L'opposizione controlla ormai tutta la zona costiera
Quanto alla guerar civile in corso, fonti locali dicono che l'opposizione controlla ormai tutta la zona costiera che va dalla frontiera egiziana fino ad Adjabiya, passando per Tobruk e Bengasi; ad Al Beida, teatro di alcuni degli scontri più violenti degli ultimi giorni, numerosi miliziani fedeli a Gheddafi sarebbero stati giustiziati. La parte orientale del paese coincide con la Cirenaica, zona storicamente ribelle al potere di Muammar Gheddafi.
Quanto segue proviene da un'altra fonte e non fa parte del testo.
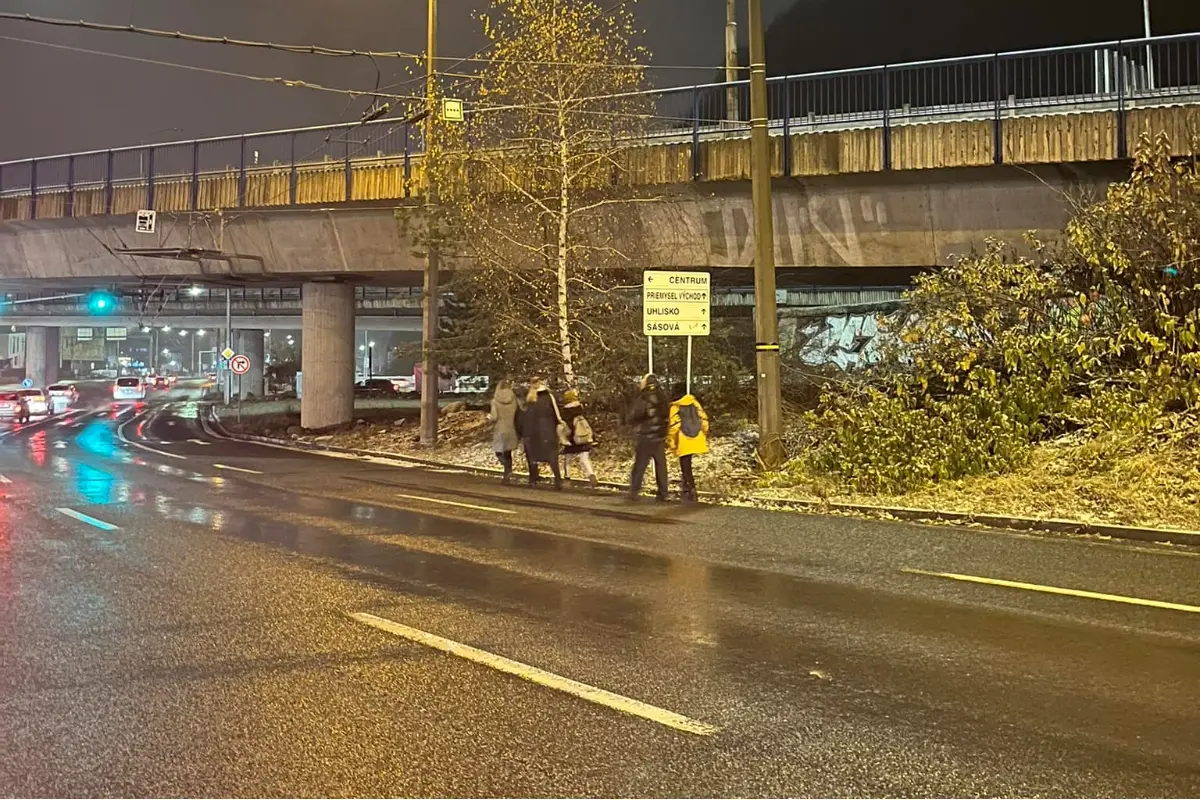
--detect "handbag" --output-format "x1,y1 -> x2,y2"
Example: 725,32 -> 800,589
550,393 -> 571,447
Da qui veniva anche l'ultimo re della Libia, Idris Al Senussi, deposto dal rais libico nel 1969.

Fosse comuni a Tripoli
Un video realizzato da OneDayOnEarth e ripreso dal Telegraph mostra i preparativi di una fossa comune a Tripoli, capitale della Libia in preda alle violenze.
Il filmato amatoriale dà una visione dall'interno sul numero delle vittime a Tripoli e circola mentre il leader libico Muammar Gheddafi ha minacciato di reprimere la rivolta che monta contro il suo regime, al potere da quarantadue anni. Le forze del colonnello hanno colpito duramente i manifestanti, con la rivolta che si è estesa alla capitale dopo essere scoppiata nella parte orientale della Libia dove si concentra la produzione petrolifera. Human Rights Watch ha denunciato che sono almeno 233 le persone uccise in cinque giorni di violenze in Libia, anche se i gruppi dell'opposizione parlano di un numero di vittime nettamente superiore.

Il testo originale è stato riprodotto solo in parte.